Tuesday, March 31, 2009

Lord Dykes and Lord Malloch-Brown show their ability to debate

One of the most extraordinary aspects of the europhiliac case is that, apparently, it is watertight. There can be no rational arguments against Britain's membership of the European Union or, indeed, further integration of said body.

Yet, as soon as there is a debate, all we get is vicious personal abuse. Take Lord Dykes, for instance. (Well, OK, I'll take Lord Dykes.) For some reason the man, whose career prior to his entry to the Upper House has been unimpressive, to put it mildly, felt a great urge to intervene in the short debate that followed Lord Pearson of Rannoch’s Starred Question yesterday afternoon.
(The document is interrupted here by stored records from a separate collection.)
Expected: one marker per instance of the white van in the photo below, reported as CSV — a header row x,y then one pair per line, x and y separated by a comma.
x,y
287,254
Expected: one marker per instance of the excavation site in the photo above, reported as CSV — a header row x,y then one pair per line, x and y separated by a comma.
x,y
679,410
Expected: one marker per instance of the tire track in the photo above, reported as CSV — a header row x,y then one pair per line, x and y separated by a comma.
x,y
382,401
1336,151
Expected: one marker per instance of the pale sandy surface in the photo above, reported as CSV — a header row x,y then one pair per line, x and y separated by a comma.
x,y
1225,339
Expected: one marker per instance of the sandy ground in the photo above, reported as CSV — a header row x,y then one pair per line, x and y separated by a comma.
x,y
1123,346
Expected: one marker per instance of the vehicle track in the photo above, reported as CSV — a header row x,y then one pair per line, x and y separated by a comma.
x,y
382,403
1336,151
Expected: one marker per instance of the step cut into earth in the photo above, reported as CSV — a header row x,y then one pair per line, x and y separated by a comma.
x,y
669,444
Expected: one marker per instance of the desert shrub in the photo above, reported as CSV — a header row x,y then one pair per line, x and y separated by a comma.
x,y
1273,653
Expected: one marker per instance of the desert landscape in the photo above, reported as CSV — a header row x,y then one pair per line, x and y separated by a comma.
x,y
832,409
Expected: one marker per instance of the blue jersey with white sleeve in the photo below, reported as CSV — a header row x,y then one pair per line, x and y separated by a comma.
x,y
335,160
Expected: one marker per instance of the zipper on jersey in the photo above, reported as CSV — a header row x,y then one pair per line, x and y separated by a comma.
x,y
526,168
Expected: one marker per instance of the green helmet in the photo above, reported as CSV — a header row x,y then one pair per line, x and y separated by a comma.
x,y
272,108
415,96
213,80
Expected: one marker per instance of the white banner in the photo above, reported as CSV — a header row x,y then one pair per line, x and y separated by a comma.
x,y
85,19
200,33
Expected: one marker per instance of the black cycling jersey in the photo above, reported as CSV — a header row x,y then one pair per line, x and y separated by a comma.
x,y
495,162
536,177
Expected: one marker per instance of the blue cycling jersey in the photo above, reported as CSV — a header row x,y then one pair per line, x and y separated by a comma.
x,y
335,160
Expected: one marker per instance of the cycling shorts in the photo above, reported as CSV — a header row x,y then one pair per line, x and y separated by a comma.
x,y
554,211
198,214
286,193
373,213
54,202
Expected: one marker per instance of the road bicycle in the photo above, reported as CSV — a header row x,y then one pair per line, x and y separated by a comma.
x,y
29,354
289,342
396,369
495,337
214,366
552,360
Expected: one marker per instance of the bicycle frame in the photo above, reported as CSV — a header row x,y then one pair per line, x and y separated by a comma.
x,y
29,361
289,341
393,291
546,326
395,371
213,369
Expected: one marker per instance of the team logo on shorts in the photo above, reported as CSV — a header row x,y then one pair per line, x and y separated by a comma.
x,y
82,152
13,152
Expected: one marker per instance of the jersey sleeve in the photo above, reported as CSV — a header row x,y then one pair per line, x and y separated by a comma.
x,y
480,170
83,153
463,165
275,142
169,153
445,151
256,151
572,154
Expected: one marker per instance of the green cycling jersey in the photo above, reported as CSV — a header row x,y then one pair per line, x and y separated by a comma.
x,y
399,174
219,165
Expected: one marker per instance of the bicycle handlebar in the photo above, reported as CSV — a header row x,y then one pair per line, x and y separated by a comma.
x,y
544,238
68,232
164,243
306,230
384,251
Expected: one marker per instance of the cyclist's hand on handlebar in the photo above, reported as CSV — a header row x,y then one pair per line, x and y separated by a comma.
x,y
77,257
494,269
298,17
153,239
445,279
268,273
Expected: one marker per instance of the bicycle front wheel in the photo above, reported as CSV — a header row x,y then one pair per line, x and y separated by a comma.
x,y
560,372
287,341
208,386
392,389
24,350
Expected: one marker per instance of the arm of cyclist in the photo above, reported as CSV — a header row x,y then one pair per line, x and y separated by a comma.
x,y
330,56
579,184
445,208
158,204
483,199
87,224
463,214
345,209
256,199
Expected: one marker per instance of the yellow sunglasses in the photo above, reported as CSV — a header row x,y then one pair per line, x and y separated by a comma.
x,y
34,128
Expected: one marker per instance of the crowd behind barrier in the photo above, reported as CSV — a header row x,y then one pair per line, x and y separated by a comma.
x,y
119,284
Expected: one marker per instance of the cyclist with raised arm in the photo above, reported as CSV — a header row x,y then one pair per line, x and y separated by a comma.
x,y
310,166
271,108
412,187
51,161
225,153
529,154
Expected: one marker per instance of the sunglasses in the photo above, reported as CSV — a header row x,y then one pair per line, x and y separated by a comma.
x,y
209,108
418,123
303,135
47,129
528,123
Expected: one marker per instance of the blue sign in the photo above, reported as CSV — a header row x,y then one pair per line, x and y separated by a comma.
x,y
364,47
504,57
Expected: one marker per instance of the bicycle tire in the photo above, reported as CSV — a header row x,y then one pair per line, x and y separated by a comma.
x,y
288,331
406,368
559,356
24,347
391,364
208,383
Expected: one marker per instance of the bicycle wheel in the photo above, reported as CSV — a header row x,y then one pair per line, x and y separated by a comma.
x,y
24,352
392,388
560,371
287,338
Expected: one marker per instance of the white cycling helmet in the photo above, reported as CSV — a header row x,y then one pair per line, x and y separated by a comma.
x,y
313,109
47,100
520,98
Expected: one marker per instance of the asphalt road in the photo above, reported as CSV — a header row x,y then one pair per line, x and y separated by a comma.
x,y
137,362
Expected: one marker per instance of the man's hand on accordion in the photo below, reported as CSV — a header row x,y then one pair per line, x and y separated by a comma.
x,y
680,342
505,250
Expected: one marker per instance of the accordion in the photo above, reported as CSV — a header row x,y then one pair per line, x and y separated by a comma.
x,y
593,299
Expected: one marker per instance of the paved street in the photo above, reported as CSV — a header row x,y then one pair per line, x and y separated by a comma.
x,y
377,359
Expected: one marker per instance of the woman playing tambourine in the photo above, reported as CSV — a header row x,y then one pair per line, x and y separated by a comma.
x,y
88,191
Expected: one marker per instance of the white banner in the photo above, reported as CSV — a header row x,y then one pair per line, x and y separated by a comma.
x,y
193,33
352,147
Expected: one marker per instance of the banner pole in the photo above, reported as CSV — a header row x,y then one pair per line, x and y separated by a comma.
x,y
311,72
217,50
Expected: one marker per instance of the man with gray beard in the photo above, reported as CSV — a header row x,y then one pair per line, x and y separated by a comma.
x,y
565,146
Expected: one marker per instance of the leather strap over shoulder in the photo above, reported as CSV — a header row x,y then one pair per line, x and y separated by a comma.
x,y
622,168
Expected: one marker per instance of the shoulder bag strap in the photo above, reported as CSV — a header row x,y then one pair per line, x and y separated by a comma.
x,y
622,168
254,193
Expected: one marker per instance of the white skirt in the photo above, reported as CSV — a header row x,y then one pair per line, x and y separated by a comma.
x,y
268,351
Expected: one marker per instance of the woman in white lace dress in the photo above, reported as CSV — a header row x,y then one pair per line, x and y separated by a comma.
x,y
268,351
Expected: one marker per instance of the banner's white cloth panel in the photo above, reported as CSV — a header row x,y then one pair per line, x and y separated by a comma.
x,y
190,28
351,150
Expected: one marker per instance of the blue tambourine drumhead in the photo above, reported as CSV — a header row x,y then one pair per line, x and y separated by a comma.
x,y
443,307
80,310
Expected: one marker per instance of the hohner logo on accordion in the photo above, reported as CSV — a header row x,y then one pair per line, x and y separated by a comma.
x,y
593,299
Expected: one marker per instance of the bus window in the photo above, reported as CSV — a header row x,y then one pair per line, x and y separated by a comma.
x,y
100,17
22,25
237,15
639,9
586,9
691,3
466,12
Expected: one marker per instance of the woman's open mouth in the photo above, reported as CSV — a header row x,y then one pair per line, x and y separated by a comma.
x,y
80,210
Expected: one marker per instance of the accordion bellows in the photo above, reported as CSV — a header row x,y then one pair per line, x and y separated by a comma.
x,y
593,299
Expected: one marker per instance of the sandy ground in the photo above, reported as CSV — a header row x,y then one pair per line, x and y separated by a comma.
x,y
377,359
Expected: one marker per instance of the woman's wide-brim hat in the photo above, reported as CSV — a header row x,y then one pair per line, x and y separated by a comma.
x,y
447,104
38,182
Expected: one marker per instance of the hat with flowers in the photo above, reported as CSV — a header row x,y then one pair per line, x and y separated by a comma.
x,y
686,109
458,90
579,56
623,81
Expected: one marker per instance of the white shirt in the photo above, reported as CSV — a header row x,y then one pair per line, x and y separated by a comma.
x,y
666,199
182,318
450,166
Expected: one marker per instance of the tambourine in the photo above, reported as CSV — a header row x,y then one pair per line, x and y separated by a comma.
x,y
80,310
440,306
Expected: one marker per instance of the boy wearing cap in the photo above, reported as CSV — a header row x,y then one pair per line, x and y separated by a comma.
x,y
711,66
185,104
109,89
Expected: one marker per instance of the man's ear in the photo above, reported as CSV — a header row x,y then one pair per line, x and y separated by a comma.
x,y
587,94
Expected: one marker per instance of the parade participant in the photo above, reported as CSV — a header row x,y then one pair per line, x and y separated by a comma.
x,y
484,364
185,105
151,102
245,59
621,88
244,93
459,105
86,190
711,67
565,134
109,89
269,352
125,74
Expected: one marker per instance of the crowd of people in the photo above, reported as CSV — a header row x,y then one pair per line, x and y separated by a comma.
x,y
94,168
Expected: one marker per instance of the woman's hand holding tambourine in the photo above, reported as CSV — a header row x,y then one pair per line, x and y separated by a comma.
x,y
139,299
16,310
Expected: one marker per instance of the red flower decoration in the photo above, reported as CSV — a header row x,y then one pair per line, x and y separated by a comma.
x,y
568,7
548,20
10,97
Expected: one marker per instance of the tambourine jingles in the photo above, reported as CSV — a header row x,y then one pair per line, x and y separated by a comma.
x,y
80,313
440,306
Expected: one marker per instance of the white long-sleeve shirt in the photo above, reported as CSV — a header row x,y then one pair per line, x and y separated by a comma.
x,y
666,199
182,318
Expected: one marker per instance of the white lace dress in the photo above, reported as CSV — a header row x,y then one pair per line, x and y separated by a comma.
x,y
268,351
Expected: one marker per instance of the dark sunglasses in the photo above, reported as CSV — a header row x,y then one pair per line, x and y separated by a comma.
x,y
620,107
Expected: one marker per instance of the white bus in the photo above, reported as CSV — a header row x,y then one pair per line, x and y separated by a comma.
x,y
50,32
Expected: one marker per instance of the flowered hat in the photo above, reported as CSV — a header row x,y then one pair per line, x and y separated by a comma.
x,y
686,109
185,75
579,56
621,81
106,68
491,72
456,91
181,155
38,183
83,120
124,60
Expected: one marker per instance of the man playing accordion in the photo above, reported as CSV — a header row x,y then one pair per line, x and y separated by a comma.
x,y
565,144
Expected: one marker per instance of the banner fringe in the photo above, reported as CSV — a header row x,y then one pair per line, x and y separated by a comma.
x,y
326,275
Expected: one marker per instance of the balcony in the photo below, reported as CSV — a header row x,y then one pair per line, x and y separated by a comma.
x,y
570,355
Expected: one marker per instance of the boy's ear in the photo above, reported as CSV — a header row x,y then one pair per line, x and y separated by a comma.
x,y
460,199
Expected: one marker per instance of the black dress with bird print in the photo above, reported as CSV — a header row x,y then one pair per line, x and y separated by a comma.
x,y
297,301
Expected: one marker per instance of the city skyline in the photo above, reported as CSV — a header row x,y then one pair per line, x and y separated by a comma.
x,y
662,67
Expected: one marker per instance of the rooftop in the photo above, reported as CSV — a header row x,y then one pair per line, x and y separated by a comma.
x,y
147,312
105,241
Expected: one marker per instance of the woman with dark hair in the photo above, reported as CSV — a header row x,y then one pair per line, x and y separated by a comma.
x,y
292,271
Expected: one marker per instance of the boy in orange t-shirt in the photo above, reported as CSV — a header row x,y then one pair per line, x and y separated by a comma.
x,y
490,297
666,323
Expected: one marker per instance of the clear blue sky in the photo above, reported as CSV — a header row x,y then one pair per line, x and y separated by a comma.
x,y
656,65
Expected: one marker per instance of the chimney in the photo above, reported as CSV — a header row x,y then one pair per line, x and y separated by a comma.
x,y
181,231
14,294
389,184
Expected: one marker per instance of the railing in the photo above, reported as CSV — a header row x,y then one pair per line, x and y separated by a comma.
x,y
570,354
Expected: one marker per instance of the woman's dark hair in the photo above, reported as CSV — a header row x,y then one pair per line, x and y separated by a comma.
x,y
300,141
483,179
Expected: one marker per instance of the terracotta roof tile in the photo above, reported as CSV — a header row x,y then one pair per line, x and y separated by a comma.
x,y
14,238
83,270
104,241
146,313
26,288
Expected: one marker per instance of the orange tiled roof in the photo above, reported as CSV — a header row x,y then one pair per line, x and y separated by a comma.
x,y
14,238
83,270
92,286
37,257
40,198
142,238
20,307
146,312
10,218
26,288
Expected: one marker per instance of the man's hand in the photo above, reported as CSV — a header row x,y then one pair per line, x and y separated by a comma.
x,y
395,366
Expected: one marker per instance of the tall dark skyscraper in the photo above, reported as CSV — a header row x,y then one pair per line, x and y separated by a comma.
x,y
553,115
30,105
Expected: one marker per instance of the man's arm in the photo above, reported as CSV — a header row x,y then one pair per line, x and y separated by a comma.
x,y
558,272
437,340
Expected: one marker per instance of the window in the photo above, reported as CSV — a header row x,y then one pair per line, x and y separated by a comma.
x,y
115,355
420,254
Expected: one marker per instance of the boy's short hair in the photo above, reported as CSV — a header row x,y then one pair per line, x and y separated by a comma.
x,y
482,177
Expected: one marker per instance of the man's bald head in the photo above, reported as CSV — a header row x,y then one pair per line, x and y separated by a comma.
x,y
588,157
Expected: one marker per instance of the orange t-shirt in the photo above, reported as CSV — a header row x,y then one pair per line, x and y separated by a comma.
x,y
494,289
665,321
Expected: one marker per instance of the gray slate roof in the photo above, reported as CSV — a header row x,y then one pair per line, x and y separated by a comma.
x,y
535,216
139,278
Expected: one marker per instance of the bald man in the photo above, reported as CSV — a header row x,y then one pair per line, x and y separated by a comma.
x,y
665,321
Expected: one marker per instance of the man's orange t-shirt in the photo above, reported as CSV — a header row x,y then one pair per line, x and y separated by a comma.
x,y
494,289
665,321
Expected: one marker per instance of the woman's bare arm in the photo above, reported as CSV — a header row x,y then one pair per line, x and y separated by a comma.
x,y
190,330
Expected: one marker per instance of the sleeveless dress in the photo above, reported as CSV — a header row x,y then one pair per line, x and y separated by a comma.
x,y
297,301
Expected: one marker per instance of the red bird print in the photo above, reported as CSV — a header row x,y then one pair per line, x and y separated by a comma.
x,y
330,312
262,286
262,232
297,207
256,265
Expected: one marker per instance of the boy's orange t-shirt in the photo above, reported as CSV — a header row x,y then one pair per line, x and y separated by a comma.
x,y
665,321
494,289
It was not a particularly complicated question. Lord Malloch-Brown, former SecGen Annan’s bag carrier, should have coped with it.
To ask Her Majesty's Government what is their response to the analysis in The Great European Rip-off, published by the TaxPayers' Alliance, which maintains that United Kingdom membership of the European Union incurs an equivalent cost for each United Kingdom citizen of £2,000 per annum.
Sadly, this seemed too difficult for his lordship and he blathered about the benefits far outweighing the costs, which is, presumably, why HMG has never dared to do a cost/benefit analysis.
The figure of £2,000 cited by the TaxPayers’ Alliance seems to be largely based on estimates of the costs to the UK economy of regulation at the EU level, but that is not even half the story. Single market regulation has opened markets across Europe, and 3.5 million British jobs are linked to exports to the EU—and the benefits go still wider. The security of UK citizens is enhanced by co-operation with EU partners on terrorism, illegal migration and organised crime.
Yawn and double yawn. Those single market regulations may or may not have opened markets across Europe but they also apply to the vast majority of British business who do not trade with other European countries. And that market could have been opened by mere trade agreements.

As for those jobs – oh dear, could anyone with a spark of intelligence really use that argument any more? No, Lord Malloch-Brown, the jobs will not disappear if we are out of the EU because we shall go on trading with other EU countries, if that is what we want to do or we shall trade with other countries, which might be more advantageous. Duh!

And I sincerely hope that we co-operate with non-EU countries on terrorism, illegal migration and organised crime, not that the EU structures, which is what that body is interested in, have been particularly useful on, say, illegal migration.

After a bit of toing and froing about whether those figures by the Taxpayers' Alliance are exaggerated or not (and it is hard to tell as HMG will not produce a study of its own) we get Lord Dykes's notable contribution:
My Lords, does the Minister agree that he does not need to congratulate the noble Lord, Lord Pearson? He should be sympathetic because, having wrecked the Conservative Party, Stuart Wheeler is now moving his money to the UKIP. But it does not need it anyway because all the UKIP MEPs charge maximum expenses on a regular basis in Strasbourg and Brussels, which adds up to about £400,000 per Member.

I turn to the TaxPayers' Alliance. Does not its innocent-sounding title hide a rather sinister truth? Five years old now, it was formed by three or four dotty, extreme right-wing Conservatives who make the neo-cons in America look very moderate—Minford, Minogue and all the rest of them—and is now advocating deep hatred on a day-by-day basis; as Polly Toynbee said in the Guardian on 9 February, "insidious poison". Will the Minister treat this report with the contempt it deserves?
Well, if Polly Toynbee, that great sage of political thought, has said so, we may as well all pack up. I had better remove my copies of Plato's, Hobbes's, Locke's John Stuart Mill's, Edmund Burke's and assorted others' works and start collecting la Toynbee's efforts. What more can one need in life?

Setting aside the fact that Lord Dykes, in common with most British politicians and journalists has not the faintest idea of who the neo-cons are (they are not simply more conservative than the others) let us look at the rest of that spectacularly nasty outburst.

"Minford, Minogue and all the rest of them", presumably, refers to the highly regarded economist Professor Patrick Minford and the leading political philosopher (sans blague), Professor Kenneth Minogue. Remind me again, what has Lord Dykes achieved in his life?

One wonders why producing information about the amount of taxpayers' money that is wasted and mis-spent by our bloated officialdom is to be described as "advocating deep hatred on a day-by-day basis". This tells you something very interesting about the mentality of Lord Dykes, Polly Toynbee and the rest of that gang.